New England States Serve as Test Bed for Universal Healthcare
This National Review piece looks at several states attempts at providing more healthcare to more individuals via government intervention:
Vermont, Maine, and Massachusetts all force insurance companies to offer coverage to individuals regardless of health status, an arrangement known as “guaranteed issue.” All three states also forbid insurers to charge different rates based on health status, a policy known as “community rating.” Maine has a form of the “public option,” a government-run insurance plan that competes with private plans and offers taxpayer-subsidized premiums, while Massachusetts has an “individual mandate” requiring everyone to purchase health insurance. Even New Hampshire — sometimes held up as an island of individualism in a collectivist sea — has, when it comes to health care, been swept along with the currents.
Unsurprisingly:
The result: Health care costs more in New England than it does anywhere else in the country. Insurance companies have fled the region, leading to less competition and higher premiums. The number of uninsured has gone down, true, but not by nearly as much as proponents of these reforms had predicted, while health-care subsidies eat up an ever-growing share of the states’ budgets, with the consequences of higher taxes and — yes — rationed care.

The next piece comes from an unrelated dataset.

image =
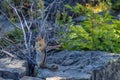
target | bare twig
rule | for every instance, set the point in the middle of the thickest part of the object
(8, 53)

While the Obama administration has attempted to sell universal healthcare as a matter of cost saving, many on the left sell healthcare on an emotional level. That’s why the laws that are passed are so beyond basic common sense that they practically parody themselves. For example, you can’t force insurances companies to take on riskier individuals and forbid them from charging these individuals more without adversely affecting the industry. It so obvious that these are bad laws but they have been passed because those on the left appeal to voters emotional side.
Vermont was a trailblazer on this misguided path. In the spring of 1992, the Green Mountain State enacted the nation’s first guaranteed-issue and community-rating mandates for individual coverage. According to an industry-sponsored study undertaken by Milliman, a consultancy, the passage of those laws led many insurance companies to stop offering individual coverage in the state; today, individuals can purchase plans from only two companies in Vermont.
In regards to Vermont, a study found:
In 2006, the Vermont insurance department studied the effects of these reforms on the market for individual health insurance and reached the following unsurprising conclusions: “The individual market seems to be performing badly: the number of people buying such coverage is falling drastically; coverage is unaffordable for many; and the only coverage that is available has very high cost sharing.”
You don’t say. So forcing companies to take on risky individuals and not being able to charge them more has made the overall cost of healthcare go up? Big surprise there.

October 15th, 2009 at 9:30 am
Empirical evidence that universal health care does not control costs from an n=3, including 1 public option and 2 individual mandates. How many more do you think it will take before people finally realize this won’t work? n=15? n=25? Because so far they’re batting .000
October 15th, 2009 at 9:37 am
Those that actually support it don’t do so on the level of cost, they do so on the level of helping others. If they were serious about cost they would support legislation that would allow the markets to breathe freer in healthcare.
October 15th, 2009 at 10:11 am
Insanity.
October 15th, 2009 at 10:23 am
solution - single payer
October 15th, 2009 at 10:27 am
I hope you’re joking.
October 15th, 2009 at 10:51 am
no joke at all. find me one good reason against it.
October 15th, 2009 at 11:02 am
You mean a good reason against single payer?
October 15th, 2009 at 11:12 am
thats what it looks like
October 20th, 2009 at 7:36 pm
“Empirical evidence that universal health care does not control costs from an n=3, including 1 public option and 2 individual mandates. How many more do you think it will take before people finally realize this won’t work? n=15? n=25? Because so far they’re batting .000″
Its rather baffling that you manage to selectively ignore all the countries that manage to produce higher quality health care (by any objective measure of outcomes ranging from infant mortality to life expectancy), at a fraction of the cost, using universal health care. If you want to talk about empirical evidence, socialized health care at the national level pretty unambiguously kicks the crap out of our current system.
Just google ‘list of countries by infant mortality’, ‘list of countries by life expectancy’, ‘list of countries by under-five mortality’, etc. etc. etc. Countries with socialized medicine are always at the top. Meanwhile, according to OECD data, the United State’s healthcare system costs -almost twice as much- per capita as the most expensive universal healthcare nation (Norway), and three or four times as much as many of the other countries that outperform the US system in terms of the objective numerical measurements I described above.
And please don’t try to argue ‘the US benefits from economies of scale, so it makes sense that our system is three times as expensive’, because that’s… kind of backwards.